LegalNeer
AI-powered legal analysis SaaS with real-time streaming, document knowledge bases, and consumption-based billing.
The Challenge
Legal professionals spend significant time reviewing, summarizing, and analyzing documents — contracts, legal opinions, case files. Existing tools offer generic AI chat interfaces that lack domain-specific context and structured legal workflows.
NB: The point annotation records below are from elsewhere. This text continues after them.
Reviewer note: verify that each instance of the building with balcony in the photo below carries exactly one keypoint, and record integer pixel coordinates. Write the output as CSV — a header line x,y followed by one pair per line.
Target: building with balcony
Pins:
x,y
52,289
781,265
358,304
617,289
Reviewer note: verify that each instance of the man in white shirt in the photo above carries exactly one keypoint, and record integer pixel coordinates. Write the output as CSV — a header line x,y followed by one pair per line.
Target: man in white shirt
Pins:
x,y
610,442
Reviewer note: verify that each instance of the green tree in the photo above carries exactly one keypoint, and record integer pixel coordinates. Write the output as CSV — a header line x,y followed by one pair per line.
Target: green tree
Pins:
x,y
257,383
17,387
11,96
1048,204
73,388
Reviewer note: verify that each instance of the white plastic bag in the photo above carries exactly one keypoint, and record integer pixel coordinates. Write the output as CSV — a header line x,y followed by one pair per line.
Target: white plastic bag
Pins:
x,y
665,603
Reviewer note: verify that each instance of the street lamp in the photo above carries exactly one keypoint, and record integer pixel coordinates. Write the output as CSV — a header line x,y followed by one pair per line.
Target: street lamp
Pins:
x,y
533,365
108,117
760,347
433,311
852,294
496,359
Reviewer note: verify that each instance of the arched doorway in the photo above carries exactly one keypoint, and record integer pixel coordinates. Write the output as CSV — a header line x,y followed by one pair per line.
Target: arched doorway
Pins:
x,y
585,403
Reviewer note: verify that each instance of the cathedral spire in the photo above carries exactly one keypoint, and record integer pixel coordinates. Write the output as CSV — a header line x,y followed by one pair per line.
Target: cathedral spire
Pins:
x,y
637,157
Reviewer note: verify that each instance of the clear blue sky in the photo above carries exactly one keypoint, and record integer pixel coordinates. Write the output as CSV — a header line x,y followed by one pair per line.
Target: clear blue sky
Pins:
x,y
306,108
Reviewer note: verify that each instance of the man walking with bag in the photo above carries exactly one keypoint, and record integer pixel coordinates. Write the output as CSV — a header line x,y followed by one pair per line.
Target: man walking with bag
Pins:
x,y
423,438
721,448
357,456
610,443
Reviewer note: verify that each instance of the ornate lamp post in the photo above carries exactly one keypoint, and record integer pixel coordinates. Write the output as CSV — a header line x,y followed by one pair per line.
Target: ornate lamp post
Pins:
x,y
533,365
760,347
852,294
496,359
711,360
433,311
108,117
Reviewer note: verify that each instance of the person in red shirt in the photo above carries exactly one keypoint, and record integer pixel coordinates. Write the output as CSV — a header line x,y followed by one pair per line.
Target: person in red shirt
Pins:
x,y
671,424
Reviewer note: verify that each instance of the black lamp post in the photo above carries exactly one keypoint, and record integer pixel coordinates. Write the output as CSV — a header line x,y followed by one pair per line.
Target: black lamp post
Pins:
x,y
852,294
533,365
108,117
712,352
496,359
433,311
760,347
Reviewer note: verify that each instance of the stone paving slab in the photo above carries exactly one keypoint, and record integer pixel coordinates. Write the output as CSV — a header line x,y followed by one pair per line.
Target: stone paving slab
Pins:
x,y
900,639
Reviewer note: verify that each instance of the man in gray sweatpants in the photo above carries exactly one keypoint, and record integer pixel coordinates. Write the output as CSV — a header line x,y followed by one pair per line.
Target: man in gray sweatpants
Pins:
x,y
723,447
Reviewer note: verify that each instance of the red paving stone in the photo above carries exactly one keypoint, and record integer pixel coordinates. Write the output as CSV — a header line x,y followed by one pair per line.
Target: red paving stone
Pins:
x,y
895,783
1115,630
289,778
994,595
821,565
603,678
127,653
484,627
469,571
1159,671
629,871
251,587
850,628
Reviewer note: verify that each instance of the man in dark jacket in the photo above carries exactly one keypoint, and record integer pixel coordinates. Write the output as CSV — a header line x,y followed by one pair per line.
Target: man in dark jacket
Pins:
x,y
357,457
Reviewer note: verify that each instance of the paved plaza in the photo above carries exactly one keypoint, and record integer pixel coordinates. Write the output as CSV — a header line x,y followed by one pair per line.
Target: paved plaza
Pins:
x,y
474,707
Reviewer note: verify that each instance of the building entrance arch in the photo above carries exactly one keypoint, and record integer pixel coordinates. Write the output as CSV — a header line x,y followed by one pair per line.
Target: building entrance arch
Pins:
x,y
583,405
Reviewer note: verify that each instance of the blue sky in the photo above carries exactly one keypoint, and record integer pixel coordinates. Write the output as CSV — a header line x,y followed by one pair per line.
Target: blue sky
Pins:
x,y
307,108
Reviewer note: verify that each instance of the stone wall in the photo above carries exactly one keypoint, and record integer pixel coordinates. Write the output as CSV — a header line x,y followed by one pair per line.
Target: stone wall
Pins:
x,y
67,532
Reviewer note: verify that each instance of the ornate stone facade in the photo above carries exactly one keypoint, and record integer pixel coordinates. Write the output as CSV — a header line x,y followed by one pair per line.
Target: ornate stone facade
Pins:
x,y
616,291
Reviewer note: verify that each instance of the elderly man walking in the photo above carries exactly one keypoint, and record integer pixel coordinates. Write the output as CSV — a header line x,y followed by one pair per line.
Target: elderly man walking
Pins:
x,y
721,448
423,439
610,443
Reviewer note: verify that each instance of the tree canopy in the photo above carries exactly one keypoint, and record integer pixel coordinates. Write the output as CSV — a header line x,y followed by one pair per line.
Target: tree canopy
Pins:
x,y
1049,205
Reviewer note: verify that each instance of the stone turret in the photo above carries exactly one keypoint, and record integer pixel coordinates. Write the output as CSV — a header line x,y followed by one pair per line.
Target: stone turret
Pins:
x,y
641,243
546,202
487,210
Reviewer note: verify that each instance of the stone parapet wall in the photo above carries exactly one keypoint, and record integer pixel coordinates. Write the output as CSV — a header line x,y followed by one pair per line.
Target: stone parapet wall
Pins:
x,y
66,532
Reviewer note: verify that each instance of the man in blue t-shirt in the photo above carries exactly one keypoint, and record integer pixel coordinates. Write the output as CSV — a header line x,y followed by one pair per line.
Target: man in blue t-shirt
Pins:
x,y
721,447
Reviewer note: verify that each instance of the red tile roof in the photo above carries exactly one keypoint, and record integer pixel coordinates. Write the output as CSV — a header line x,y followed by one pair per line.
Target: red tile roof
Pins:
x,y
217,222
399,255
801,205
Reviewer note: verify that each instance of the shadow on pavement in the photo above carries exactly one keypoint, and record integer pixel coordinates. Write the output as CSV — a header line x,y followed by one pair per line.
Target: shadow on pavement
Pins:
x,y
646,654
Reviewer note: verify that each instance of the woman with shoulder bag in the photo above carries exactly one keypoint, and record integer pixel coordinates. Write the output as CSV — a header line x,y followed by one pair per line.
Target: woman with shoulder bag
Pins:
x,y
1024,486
The goal was to build a platform that provides multiple specialized AI applications (summarization, Q&A, chat, opinion drafting, contract review) — each with access to the user's own document knowledge base, real-time streamed output, and granular usage tracking for billing.
The Approach
The architecture separates concerns across three services: a Next.js 14 frontend for the UI, a Django backend handling user management, file storage, authentication, and billing, and a FastAPI backend orchestrating LangChain-based AI chains. Communication between frontend and FastAPI uses a custom Server-Sent Events streaming pipeline — built from scratch using eventsource-parser on the client and sse_starlette on the server — enabling token-by-token output delivery. Authentication relies on RSA256-signed JWTs, issued by Django and verified independently by FastAPI, avoiding inter-service coupling. All services are containerized with Docker multi-stage builds and orchestrated via Docker Compose.
Implementation
AI Chain Architecture: Five distinct AI applications are implemented as LangChain Runnables: Legal Summary, Legal Q&A, Legal Chat, Legal Opinion, and Contract Review. Each chain combines prompt templates (stored in a central config.yml), document retrieval via Pinecone vector search (with configurable similarity/MMR strategies and Cohere reranking), and OpenAI model execution. Contract Review uses dynamic routing — a classification step determines the contract type (e.g., NDA, service agreement) and dispatches to a type-specific review chain. Legal Opinion includes chain-of-thought reasoning with structured output formatting.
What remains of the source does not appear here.